CustomVisionTrainingClient.get_iteration_performance()

performance = training_client.get_iteration_performance(
    project_id=project_id,
    iteration_id=train_iteration.id
).as_dict()

   
for tag in performance['per_tag_performance']:
    print('/'*20)
    print('tag:', tag['name'])
    print('image count:', training_client.get_tag(
        project_id=project_id, tag_id=service_tags[tag['name']]
    ).image_count)
    print('recall:', tag['recall'])
    print('average_precision:', tag['average_precision'])

////////////////////
tag: Shroud
image count: 140
recall: 0.35789475
average_precision: 0.7280897
////////////////////
tag: Panel
image count: 68
recall: 0.11392405
average_precision: 0.3710658
////////////////////
tag: Solid
image count: 88
recall: 0.21428572
average_precision: 0.4641156
////////////////////
tag: Grid
image count: 80
recall: 0.10526316
average_precision: 0.3784035
////////////////////
tag: Radome
image count: 20
recall: 0.0
average_precision: 0.051538005
////////////////////
tag: RRU
image count: 32
recall: 0.13043478
average_precision: 0.48053658

Some things that I would take into account now that negatively impact the model performance: - I choose many images with small boxes. - Some tags are not represented equally, so we ended an unbalanced distribution. - And of course lets remember we only did a quick train.

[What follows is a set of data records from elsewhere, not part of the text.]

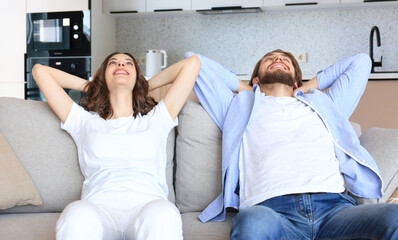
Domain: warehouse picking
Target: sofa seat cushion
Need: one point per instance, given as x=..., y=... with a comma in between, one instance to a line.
x=382, y=144
x=194, y=229
x=23, y=226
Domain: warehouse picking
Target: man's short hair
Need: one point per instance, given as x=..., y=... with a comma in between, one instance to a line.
x=297, y=71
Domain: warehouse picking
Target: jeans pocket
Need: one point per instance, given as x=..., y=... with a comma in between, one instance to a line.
x=348, y=198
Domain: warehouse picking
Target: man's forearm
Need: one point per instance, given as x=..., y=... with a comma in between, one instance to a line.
x=166, y=76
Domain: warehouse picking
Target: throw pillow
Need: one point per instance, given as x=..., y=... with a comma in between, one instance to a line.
x=16, y=187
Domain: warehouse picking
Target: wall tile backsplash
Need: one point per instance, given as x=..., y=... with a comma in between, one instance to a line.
x=238, y=41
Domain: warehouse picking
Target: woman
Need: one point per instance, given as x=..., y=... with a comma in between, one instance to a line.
x=121, y=135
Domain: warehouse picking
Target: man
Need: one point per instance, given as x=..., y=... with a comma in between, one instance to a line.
x=290, y=154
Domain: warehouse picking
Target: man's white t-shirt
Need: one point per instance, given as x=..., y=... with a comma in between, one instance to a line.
x=286, y=149
x=126, y=154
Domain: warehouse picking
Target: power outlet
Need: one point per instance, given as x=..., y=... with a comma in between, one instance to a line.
x=140, y=60
x=301, y=57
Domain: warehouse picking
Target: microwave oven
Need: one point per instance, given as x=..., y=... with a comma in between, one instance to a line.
x=58, y=34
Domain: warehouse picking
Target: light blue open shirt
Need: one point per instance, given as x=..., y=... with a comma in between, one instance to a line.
x=346, y=81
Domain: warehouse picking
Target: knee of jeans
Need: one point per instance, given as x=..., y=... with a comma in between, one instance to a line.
x=79, y=214
x=389, y=217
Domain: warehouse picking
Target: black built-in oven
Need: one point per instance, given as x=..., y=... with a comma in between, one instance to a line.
x=57, y=34
x=61, y=40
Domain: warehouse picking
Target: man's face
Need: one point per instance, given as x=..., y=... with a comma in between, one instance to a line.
x=276, y=68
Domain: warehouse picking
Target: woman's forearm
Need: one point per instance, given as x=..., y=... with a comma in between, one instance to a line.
x=65, y=80
x=166, y=76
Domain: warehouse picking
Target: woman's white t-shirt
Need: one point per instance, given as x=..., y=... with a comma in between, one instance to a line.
x=124, y=154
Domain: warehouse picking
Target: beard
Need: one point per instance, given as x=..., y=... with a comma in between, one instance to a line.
x=277, y=76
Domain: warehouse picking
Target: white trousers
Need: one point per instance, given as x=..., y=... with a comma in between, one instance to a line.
x=120, y=215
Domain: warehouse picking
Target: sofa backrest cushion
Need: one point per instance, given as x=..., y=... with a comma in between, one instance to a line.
x=198, y=159
x=48, y=153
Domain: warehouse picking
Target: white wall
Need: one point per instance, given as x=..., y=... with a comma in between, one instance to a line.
x=238, y=41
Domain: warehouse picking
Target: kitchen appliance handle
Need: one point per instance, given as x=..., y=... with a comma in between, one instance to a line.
x=164, y=58
x=30, y=29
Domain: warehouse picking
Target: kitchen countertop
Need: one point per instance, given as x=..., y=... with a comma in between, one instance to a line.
x=373, y=76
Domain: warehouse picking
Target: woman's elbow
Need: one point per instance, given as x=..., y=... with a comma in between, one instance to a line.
x=194, y=61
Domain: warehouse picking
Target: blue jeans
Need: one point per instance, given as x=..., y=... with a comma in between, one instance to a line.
x=316, y=216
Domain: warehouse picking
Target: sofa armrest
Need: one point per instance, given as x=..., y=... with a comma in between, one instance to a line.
x=382, y=144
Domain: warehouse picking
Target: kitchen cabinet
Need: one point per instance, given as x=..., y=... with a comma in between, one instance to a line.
x=124, y=6
x=172, y=5
x=208, y=4
x=56, y=6
x=275, y=3
x=103, y=36
x=13, y=48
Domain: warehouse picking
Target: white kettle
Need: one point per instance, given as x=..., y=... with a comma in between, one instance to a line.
x=153, y=61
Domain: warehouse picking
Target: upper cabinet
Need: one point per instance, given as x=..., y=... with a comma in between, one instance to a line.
x=208, y=4
x=123, y=6
x=33, y=6
x=165, y=6
x=274, y=3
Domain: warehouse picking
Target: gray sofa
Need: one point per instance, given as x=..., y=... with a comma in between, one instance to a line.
x=49, y=156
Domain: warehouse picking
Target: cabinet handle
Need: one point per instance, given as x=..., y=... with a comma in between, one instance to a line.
x=168, y=10
x=379, y=0
x=121, y=12
x=300, y=4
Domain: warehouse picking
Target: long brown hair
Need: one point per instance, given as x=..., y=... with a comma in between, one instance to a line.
x=297, y=71
x=97, y=92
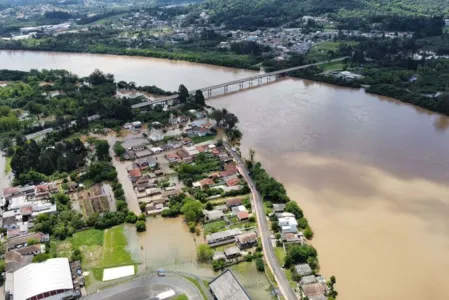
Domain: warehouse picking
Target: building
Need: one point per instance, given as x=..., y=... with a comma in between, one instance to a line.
x=303, y=269
x=278, y=208
x=246, y=240
x=233, y=202
x=213, y=215
x=222, y=237
x=227, y=287
x=42, y=280
x=243, y=216
x=232, y=252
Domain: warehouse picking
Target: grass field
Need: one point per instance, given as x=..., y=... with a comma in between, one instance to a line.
x=114, y=248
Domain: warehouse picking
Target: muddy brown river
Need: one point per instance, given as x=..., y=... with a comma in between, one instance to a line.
x=370, y=173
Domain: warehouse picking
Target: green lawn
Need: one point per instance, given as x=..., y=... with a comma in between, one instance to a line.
x=114, y=248
x=90, y=237
x=200, y=139
x=198, y=286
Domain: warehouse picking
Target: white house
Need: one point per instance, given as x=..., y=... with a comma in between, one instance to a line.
x=288, y=225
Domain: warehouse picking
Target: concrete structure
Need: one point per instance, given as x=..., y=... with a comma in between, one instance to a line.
x=227, y=287
x=223, y=237
x=260, y=78
x=42, y=280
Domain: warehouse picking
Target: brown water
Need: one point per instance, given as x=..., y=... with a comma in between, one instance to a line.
x=371, y=175
x=166, y=74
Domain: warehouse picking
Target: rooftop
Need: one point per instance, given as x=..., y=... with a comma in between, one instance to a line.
x=227, y=287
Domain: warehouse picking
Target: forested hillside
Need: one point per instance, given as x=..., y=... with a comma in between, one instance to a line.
x=267, y=13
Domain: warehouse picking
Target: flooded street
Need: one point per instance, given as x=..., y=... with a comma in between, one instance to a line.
x=371, y=175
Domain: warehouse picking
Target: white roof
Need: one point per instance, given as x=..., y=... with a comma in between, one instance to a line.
x=37, y=278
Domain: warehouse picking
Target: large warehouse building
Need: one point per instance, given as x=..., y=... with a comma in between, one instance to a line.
x=42, y=280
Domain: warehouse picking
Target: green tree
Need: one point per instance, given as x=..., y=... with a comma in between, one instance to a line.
x=141, y=226
x=192, y=210
x=102, y=150
x=204, y=253
x=183, y=94
x=292, y=207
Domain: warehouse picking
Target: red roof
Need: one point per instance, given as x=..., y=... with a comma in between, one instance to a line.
x=206, y=181
x=243, y=215
x=135, y=173
x=228, y=173
x=233, y=182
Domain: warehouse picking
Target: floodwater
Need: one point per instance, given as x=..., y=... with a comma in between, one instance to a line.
x=165, y=74
x=371, y=175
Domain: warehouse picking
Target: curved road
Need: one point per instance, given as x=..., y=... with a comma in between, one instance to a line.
x=148, y=287
x=279, y=275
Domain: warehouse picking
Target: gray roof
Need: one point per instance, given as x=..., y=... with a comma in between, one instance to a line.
x=308, y=279
x=232, y=251
x=226, y=287
x=223, y=234
x=303, y=269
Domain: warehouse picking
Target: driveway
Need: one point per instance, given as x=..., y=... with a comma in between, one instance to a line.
x=148, y=287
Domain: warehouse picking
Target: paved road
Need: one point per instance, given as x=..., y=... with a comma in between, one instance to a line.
x=281, y=279
x=213, y=87
x=148, y=287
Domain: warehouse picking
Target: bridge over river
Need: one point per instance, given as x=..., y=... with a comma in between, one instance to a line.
x=268, y=77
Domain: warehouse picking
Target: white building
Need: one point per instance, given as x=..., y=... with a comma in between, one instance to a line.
x=42, y=280
x=288, y=225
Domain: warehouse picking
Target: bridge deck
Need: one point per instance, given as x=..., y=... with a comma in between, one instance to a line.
x=213, y=87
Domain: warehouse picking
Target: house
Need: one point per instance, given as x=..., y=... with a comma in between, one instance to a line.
x=222, y=237
x=243, y=216
x=137, y=124
x=227, y=287
x=232, y=252
x=233, y=202
x=233, y=181
x=156, y=135
x=143, y=183
x=213, y=215
x=303, y=269
x=146, y=162
x=11, y=191
x=278, y=208
x=307, y=280
x=246, y=240
x=142, y=153
x=156, y=150
x=288, y=225
x=313, y=290
x=22, y=240
x=172, y=157
x=219, y=256
x=223, y=208
x=135, y=174
x=292, y=238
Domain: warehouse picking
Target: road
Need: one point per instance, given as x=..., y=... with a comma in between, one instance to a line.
x=148, y=287
x=213, y=87
x=122, y=176
x=268, y=250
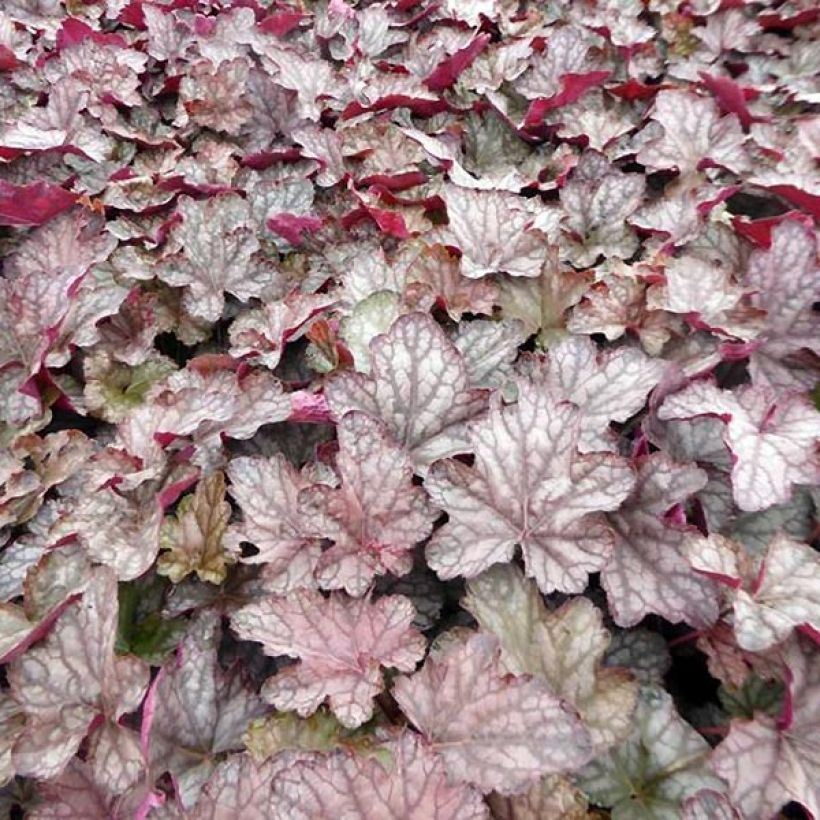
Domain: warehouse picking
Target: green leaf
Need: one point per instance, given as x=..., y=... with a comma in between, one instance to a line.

This is a very good thread on some tips and tricks to improve object detection:

😨 Training an Object Detection Model is a very challenging task and involves tweaking so many knobs

Here is an exhaustive 🎁 tips & tricks list 🎁 that you could use to boost your model performance

🧵 pic.twitter.com/sOvEUhCCwg
— AI Fast Track (@ai_fast_track) October 20, 2022

Test the model (Quick Test)

Quick test allows to test the model without publishing a prediction API.

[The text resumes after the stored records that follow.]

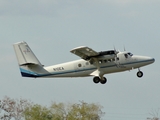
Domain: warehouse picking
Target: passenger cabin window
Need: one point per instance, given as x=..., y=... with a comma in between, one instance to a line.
x=130, y=54
x=87, y=63
x=126, y=55
x=79, y=65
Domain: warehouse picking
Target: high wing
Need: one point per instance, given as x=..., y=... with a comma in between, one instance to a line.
x=84, y=52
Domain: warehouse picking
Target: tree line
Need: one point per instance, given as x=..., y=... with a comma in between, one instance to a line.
x=22, y=109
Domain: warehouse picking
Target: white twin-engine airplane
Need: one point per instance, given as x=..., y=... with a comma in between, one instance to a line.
x=92, y=63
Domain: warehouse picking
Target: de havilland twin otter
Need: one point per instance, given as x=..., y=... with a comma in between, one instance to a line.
x=92, y=63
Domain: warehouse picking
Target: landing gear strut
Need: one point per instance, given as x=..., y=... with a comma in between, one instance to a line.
x=97, y=80
x=139, y=74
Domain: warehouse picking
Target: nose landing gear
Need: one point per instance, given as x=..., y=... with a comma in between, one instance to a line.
x=139, y=73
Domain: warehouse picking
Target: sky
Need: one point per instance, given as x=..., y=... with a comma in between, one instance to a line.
x=53, y=27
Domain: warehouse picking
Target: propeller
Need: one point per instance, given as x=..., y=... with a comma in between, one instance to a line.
x=124, y=48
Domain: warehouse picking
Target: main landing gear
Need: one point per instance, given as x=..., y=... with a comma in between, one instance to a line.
x=139, y=73
x=97, y=80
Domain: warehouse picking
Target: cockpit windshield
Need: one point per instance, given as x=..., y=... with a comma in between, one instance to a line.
x=130, y=54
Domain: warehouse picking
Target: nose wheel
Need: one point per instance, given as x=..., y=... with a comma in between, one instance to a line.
x=97, y=80
x=139, y=74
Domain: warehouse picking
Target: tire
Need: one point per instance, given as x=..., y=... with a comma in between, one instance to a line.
x=96, y=80
x=103, y=81
x=139, y=74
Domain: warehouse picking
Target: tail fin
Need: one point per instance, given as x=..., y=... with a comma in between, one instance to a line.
x=25, y=55
x=29, y=65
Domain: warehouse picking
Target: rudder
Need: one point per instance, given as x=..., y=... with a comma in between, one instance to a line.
x=29, y=65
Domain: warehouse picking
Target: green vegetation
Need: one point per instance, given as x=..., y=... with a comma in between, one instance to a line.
x=25, y=110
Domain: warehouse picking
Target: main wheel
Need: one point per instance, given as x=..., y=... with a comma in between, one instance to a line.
x=139, y=74
x=96, y=80
x=103, y=81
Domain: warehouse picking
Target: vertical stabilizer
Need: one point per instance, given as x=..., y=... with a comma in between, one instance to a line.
x=25, y=55
x=28, y=62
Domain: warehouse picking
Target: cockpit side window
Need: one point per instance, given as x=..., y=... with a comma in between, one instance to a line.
x=130, y=54
x=126, y=55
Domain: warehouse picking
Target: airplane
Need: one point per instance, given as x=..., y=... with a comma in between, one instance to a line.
x=92, y=63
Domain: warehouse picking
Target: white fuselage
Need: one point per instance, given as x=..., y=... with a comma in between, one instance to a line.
x=83, y=68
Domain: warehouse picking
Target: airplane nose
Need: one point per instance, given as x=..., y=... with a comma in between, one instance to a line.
x=151, y=60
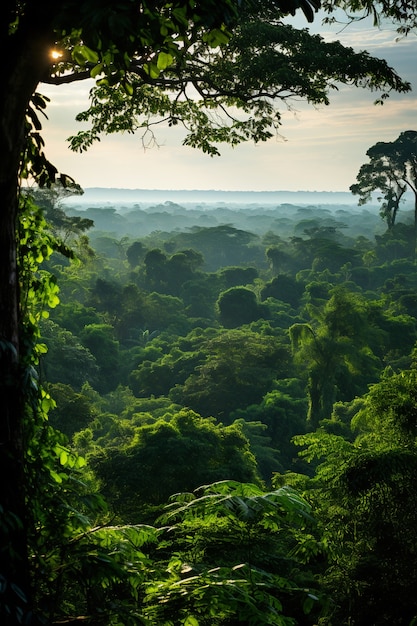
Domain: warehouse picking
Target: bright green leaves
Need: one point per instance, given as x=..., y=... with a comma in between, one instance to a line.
x=83, y=55
x=216, y=37
x=164, y=60
x=36, y=244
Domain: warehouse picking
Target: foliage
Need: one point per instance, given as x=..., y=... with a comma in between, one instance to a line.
x=243, y=554
x=392, y=169
x=178, y=451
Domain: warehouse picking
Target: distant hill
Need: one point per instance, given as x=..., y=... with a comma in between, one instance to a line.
x=102, y=195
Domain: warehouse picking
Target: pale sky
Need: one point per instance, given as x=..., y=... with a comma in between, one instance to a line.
x=320, y=149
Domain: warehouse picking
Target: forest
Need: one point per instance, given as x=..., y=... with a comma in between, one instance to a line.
x=241, y=389
x=208, y=413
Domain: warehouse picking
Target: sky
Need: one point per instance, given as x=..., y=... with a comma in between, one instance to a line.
x=319, y=148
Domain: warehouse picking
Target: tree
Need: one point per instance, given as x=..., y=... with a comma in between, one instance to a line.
x=238, y=305
x=142, y=49
x=334, y=348
x=169, y=456
x=392, y=169
x=365, y=496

# Load image and get height, width and channels
image_file = Path("./test_images/las-palmas-at-60-(20).jpg")
image = Image.open(image_file)
h, w, ch = np.array(image).shape
show_img(image, figsize=(8,8));

CustomVisionTrainingClient.quick_test_image()

# Detect objects in the test image
print('Detecting objects in', image_file)

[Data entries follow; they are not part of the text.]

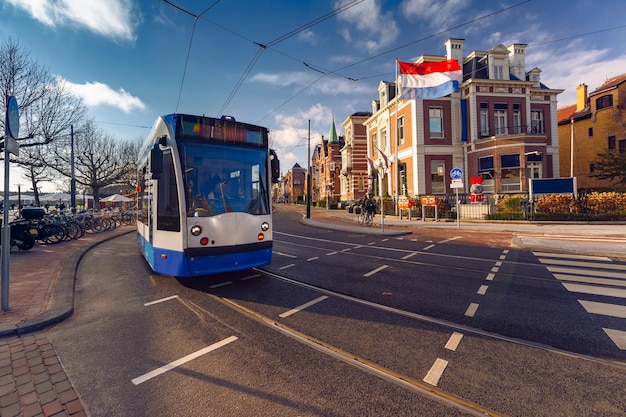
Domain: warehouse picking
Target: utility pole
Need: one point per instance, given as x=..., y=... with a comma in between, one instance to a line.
x=308, y=175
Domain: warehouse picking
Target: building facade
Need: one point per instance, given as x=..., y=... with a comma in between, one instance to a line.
x=501, y=126
x=596, y=123
x=353, y=176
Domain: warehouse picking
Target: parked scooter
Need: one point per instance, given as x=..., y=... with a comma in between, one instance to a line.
x=20, y=235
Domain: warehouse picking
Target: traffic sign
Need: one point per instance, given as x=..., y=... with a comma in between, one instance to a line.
x=456, y=173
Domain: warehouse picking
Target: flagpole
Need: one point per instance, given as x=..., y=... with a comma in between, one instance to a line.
x=397, y=164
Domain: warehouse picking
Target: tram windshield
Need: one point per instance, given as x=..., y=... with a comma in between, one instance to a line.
x=221, y=179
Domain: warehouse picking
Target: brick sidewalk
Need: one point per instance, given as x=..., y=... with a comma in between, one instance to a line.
x=33, y=382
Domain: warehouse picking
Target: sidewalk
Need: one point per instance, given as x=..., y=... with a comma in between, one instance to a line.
x=592, y=238
x=41, y=293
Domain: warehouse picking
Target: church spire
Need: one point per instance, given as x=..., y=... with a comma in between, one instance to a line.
x=332, y=137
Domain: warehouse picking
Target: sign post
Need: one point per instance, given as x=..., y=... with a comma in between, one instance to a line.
x=457, y=182
x=11, y=132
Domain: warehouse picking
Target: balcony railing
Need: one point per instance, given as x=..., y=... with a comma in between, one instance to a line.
x=513, y=130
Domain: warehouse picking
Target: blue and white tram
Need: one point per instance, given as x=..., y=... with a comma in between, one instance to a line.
x=204, y=195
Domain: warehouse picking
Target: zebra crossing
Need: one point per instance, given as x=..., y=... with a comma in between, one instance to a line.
x=592, y=276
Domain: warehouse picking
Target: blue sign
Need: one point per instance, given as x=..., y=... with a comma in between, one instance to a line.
x=456, y=173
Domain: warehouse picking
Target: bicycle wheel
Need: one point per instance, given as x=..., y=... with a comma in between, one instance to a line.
x=51, y=233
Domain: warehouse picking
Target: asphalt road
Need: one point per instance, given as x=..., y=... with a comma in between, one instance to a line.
x=343, y=324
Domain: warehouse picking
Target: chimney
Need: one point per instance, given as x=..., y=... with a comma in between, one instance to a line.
x=454, y=49
x=581, y=97
x=517, y=60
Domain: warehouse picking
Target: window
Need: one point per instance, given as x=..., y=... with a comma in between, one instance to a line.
x=500, y=119
x=437, y=178
x=498, y=72
x=383, y=141
x=536, y=119
x=436, y=122
x=604, y=102
x=168, y=214
x=517, y=119
x=510, y=178
x=484, y=119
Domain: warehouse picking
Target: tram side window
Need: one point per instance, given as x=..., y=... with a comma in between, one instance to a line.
x=168, y=213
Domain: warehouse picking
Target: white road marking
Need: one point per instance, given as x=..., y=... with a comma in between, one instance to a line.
x=436, y=371
x=221, y=284
x=592, y=289
x=578, y=271
x=181, y=361
x=618, y=337
x=160, y=301
x=605, y=309
x=471, y=310
x=583, y=264
x=590, y=280
x=449, y=240
x=250, y=277
x=562, y=255
x=380, y=268
x=285, y=254
x=454, y=341
x=303, y=306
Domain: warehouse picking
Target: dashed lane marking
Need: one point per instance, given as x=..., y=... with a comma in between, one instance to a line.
x=182, y=361
x=303, y=306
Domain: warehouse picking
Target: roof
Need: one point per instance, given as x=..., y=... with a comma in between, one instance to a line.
x=610, y=83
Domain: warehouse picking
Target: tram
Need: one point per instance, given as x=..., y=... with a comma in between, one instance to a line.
x=204, y=196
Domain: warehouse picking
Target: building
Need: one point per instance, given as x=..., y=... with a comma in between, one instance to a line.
x=326, y=183
x=501, y=126
x=293, y=184
x=594, y=124
x=354, y=175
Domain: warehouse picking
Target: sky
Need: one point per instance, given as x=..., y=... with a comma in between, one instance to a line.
x=283, y=63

with open(image_file, mode="rb") as image_data:
    results = training_client.quick_test_image(
        project_id=project_id, 
        image_data=image_data,
        iteration_id=train_iteration.id
    )

Detecting objects in test_images/las-palmas-at-60-(20).jpg

def get_reg_lab(results):
    reg = []; lab = []
    for prediction in results.predictions:
        # Only show objects with a > 50% probability
        if (prediction.probability*100) > 50:
            left = prediction.bounding_box.left * w
            top = prediction.bounding_box.top * h
            height = prediction.bounding_box.height * h
            width =  prediction.bounding_box.width * w
            reg.append([left, top, width, height])
            lab.append(prediction.tag_name)
    return reg, lab

def draw_regions(image):
    
    ax = show_img(image, figsize=(8,8))
    reg, lab = get_reg_lab(results)
    for idx, region in enumerate(reg):
        draw_rect(ax, np.array(region))
        tag = lab[idx]
        draw_text(ax, region[:2], tag)

draw_regions(image)

As you can see, it didn’t detect some antennas. But taking into account we did a regular training and the limitations mentioned in the training data, it is impressive that it got some right in such a complex problem as object detection.

image_file = Path("./test_images/DSC09399.jpg")
image = Image.open(image_file)
h, w, ch = np.array(image).shape
show_img(image, figsize=(8,8));

draw_regions(image)

Not a good job in this one. But this result is with a “regular” training (quick).
You can see in the Gradio demo Telecom Object Detection with Azure Custom Vision that the model trained for 1 hour (free tier limit) does a better job with this picture.

Conslusions

Object detection is a complex problem. The fact that the service does a reasonable good job with unbalanced training photos and with such a limited training time talks about the great margin for improvement.